Consider Brooks’ most recent entry, an effort to parse the conundrum of how we should regard the complex legal maze of our tax system, with all of its multitudinous preferences, incentives, escape hatches and loopholes. The column was inspired, of course, by news that Donald Trump had taken a $915 million loss on his income taxes in 1995, with the likelihood that he carried it forward to shelter nearly a billion bucks of future income.
That’s a big loss and a very big tax shelter. And it was entirely predictable that the elite left, intent on thwarting this nettlesome threat to the next Clinton presidency, would seek to extract every ounce of outrage that could be squeezed from the body politic over the spectacle of rich people behaving like rich people, even if within legal limits. All part of the game. But Brooks isn’t interested in the game. He’s too busy searching sanctimoniously for goodness in politics, for just the right way of defining sanitized civic behavior in what he so sincerely wants to be a “healthy nation.”
And so he comes up with the choice facing us all in our national quest for civic virtue. And here it is: You can be a taxpayer or you can be a citizen. Of course, for those content to be mere taxpayers, that’s “perfectly fine,” says Brooks, even for Donald Trump when he leverages legal tax preferences to avoid taxes on a huge scale. After all, that’s no different, except in degree, from the rest of us taking the home-mortgage deduction. Thus, says the columnist, “There is no wrong here.”

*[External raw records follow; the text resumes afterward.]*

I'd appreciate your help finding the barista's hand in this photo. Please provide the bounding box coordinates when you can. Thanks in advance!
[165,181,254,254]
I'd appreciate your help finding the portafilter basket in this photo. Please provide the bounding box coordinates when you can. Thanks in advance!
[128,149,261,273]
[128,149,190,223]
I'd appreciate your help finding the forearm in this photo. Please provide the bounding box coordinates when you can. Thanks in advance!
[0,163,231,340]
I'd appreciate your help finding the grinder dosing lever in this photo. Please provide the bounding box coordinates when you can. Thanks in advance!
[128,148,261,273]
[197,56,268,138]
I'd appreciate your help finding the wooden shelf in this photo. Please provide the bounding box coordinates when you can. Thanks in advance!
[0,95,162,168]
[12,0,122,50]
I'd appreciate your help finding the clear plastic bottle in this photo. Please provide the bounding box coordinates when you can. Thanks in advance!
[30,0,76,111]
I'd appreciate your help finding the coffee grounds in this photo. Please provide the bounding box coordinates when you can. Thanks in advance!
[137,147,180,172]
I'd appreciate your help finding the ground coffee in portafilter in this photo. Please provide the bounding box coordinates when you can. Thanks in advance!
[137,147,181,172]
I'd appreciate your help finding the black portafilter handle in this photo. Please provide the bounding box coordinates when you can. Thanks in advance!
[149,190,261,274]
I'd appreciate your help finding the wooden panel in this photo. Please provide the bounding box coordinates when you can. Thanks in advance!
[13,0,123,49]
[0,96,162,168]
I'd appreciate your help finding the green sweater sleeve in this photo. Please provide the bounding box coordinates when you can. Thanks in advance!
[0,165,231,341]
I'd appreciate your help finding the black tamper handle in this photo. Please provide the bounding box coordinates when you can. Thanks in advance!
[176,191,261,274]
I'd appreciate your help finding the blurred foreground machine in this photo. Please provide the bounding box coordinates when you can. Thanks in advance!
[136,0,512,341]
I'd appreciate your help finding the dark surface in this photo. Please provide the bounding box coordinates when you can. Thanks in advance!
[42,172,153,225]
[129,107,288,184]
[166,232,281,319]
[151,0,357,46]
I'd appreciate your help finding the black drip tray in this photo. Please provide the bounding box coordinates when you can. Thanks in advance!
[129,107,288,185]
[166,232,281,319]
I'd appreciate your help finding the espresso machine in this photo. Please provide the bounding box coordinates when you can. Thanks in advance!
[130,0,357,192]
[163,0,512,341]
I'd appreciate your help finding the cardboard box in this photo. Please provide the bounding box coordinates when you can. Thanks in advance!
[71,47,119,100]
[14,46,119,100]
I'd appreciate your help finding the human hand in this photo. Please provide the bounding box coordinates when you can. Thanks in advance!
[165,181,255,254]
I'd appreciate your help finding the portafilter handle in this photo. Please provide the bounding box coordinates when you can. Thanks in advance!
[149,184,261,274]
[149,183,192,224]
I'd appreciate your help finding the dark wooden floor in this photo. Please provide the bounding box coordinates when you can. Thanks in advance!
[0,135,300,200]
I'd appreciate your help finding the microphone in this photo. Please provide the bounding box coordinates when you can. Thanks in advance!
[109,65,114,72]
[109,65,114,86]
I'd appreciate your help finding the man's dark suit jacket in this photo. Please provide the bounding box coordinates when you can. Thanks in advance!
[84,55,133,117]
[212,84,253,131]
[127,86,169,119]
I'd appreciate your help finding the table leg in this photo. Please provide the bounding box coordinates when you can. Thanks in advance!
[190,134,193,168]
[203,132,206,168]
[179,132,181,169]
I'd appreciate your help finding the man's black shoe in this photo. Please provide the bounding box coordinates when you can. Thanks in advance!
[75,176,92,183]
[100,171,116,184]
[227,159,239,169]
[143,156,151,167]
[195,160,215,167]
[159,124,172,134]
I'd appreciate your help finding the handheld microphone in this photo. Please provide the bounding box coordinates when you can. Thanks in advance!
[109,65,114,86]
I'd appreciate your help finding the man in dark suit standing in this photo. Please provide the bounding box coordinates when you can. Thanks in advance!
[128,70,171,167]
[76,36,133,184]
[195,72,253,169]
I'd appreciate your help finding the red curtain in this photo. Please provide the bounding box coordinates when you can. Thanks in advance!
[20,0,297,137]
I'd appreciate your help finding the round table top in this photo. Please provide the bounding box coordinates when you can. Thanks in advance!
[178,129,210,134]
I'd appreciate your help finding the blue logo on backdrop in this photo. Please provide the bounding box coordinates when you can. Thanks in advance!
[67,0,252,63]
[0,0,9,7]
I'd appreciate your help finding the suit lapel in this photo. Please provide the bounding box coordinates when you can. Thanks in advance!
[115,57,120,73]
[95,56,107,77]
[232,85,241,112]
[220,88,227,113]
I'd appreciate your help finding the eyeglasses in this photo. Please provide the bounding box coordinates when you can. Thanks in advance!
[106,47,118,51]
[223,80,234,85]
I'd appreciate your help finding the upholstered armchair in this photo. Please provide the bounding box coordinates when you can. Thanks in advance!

But the problem with the taxpayer mentality, says Brooks, is that “you end up serving your individual interest short term but soiling the nest you need to be happy in over the long term.” Strong words: “soiling the nest.” It’s like saying “polluting the polity.” That can only be viewed as evil, or at least sinister. Speaking in the dialectic of a Christian missionary in China circa 1900, Brooks crafts a concept of “giving and receiving” – in the workplace, in the community, in citizens’ relationships with their government.
In this view, citizens, as opposed to mere taxpayers, enjoy “a sweet reverence” for all the gifts received and “a generous piety about country.” He heralds a society characterized by a “sweet parfait of emotions,” generating a “sense of common beauty that transcends individual beauty.” He seeks to summon “a lovely society” in which “everybody practices a kind of social hygiene.” Did he say everybody? Did he say hygiene?
For Brooks, things can be legal and still unhygienic – or, as he puts it, “distasteful and corrupt.” The tax code, for instance, is “a breeding ground for corruption.” Thus, people who practice social hygiene wouldn’t take advantage of its preferences. And it’s particularly distasteful, in Brooks’s view, when a rich guy – say, a billionaire – takes advantage of legal tax provisions. After all, the rich should “feel a special privilege.” And if some billionaire exploits the system, and you accept it, you are assaulting “a piece of your heart, and most of your moral sentiments.” And, besides, that kind of thinking will “lead away from happiness.”
So we can have a nation of “common beauty” and a “sweet parfait of emotions,” where “everybody” shuns legal tax breaks in the spirit of social hygiene. Oh, happy land. Or, on the dark side, people can continue to take the tax breaks their government has sanctioned, and we can all watch our country turn putrid and our citizens embrace the kind of phony citizenship (mere taxpayers, actually) that breeds civic and individual unhappiness. Oh, unhappy land.
But what does Mr. Brooks have to say about the fact that nearly half of tax filers in America pay no income tax at all? How would he assess their social hygiene? And, if he thinks those taking entirely legal tax breaks are debasing America, why doesn’t he advocate changing the tax code – which, after all, would seem to place faith in the democratic promise of that “lovely society” about which he so earnestly rhapsodizes?
Perhaps Mr. Brooks should consider the words of Judge Learned Hand, one of the greatest jurists of our heritage, who said: “[T]here is nothing sinister in so arranging one’s affairs as to keep taxes as low as possible. Everybody does so, rich and poor; and all do right, for nobody owes any public duty to pay more than the law demands; taxes are enforced exactions, not voluntary contributions. To demand more in the name of morals is mere cant.” Having contemplated Judge Hand’s definition of cant, Brooks may want to note the words of the famous Dr. Johnson when he said, “Clear your mind of cant.”